WOLF CREEK HERITAGE MUSEUM NOTES
by Virginia Scott

MUSEUM HAPPENINGS

A busy week. We are busy planning for our fundraiser this SATURDAY with gathering auction items and selling tickets. If you haven't got your tickets call the museum for reservations (806-852-2123). If you have auction items, bring them by or call us.

The museum will be open Saturday from 5:30 pm to 6:30 pm if you want to visit prior to the fundraiser at the Lipscomb School.

The fundraiser promises to be entertaining and as always great Bar-B-Que from Alexander's. I hope you will join us.

I traveled to Wheeler on Friday for the Third Annual West Texas Trails Meeting. It was very informative and interesting.
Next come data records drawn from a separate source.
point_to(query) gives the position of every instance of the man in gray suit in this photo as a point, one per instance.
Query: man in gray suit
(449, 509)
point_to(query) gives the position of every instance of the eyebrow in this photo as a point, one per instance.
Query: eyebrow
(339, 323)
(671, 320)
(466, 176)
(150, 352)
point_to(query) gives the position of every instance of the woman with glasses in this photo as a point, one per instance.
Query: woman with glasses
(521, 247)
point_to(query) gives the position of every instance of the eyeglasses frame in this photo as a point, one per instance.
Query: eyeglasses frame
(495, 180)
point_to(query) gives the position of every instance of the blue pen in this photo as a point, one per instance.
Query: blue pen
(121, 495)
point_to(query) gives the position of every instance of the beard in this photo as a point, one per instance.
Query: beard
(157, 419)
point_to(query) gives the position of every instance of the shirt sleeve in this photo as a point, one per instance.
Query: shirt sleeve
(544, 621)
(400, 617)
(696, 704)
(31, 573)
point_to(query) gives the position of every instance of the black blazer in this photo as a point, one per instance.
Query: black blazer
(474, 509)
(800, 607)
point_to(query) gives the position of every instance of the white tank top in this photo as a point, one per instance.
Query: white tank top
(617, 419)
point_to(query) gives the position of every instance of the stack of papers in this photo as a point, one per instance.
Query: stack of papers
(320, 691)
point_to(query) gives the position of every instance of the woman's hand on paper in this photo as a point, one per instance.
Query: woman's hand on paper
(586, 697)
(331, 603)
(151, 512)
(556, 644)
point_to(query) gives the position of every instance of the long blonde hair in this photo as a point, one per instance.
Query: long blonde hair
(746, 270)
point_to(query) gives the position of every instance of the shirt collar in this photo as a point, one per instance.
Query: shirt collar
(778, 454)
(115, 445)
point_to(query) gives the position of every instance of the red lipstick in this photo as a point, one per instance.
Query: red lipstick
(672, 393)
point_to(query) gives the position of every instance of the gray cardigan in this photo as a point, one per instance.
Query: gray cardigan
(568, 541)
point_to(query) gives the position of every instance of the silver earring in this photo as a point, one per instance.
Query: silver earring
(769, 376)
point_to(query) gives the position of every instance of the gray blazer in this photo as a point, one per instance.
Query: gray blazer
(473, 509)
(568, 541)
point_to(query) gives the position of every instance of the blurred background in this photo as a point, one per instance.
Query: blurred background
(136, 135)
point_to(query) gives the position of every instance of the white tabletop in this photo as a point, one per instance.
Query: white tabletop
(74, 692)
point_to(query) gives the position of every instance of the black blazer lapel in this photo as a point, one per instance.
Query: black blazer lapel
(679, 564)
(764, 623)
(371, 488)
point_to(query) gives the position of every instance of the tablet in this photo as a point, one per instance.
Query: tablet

Lectures on the different cattle trails and work being done by lay historians on mapping the trails today. Demonstrations of the use of drones and other technologies. We need to explore Lipscomb County for signs and if you know of some old trails, please document them for future researchers. Many of the cattle drives to Dodge City came through Lipscomb County. We also had an update on the search for Marker Trees in Texas. These were trees that were bent to mark crossings or to let people (especially Indians) behind them know that they had passed this way safely.

Several of the presenters have published books on their topics if interested call me.

HISTORICAL MUSINGS

Frank Ewing was a favorite subject for Jewell LaGeal Dixon in his column the "the Prairie Dog." Frank furnished him with plenty of material for his columns with his many adventures and behaviors. The following is one of Mr. Dixon's favorites :
At a farm auction, a horse came up for sale. Several men had asked the owner the age of the horse and he told them and Frank overheard it, but he never let on that he heard what was being said. After Frank bought the horse, one of the men who had been interested in the horse asked Frank if he knew how old that horse was. Frank said no, but he could look in the horse's mouth and tell. Well, the man said that he didn't believe that Frank could do it. So, Ewing looked in the horse's mouth and promptly announced that he was twenty-six years old the 12th of June. These men were shocked that Frank could look in an old horse's mouth and tell exactly how old he was. Frank never told anyone how he told the horse's age. Frank enjoyed pulling a good joke on those two men. (Prairie Dog column, October 21, 1965).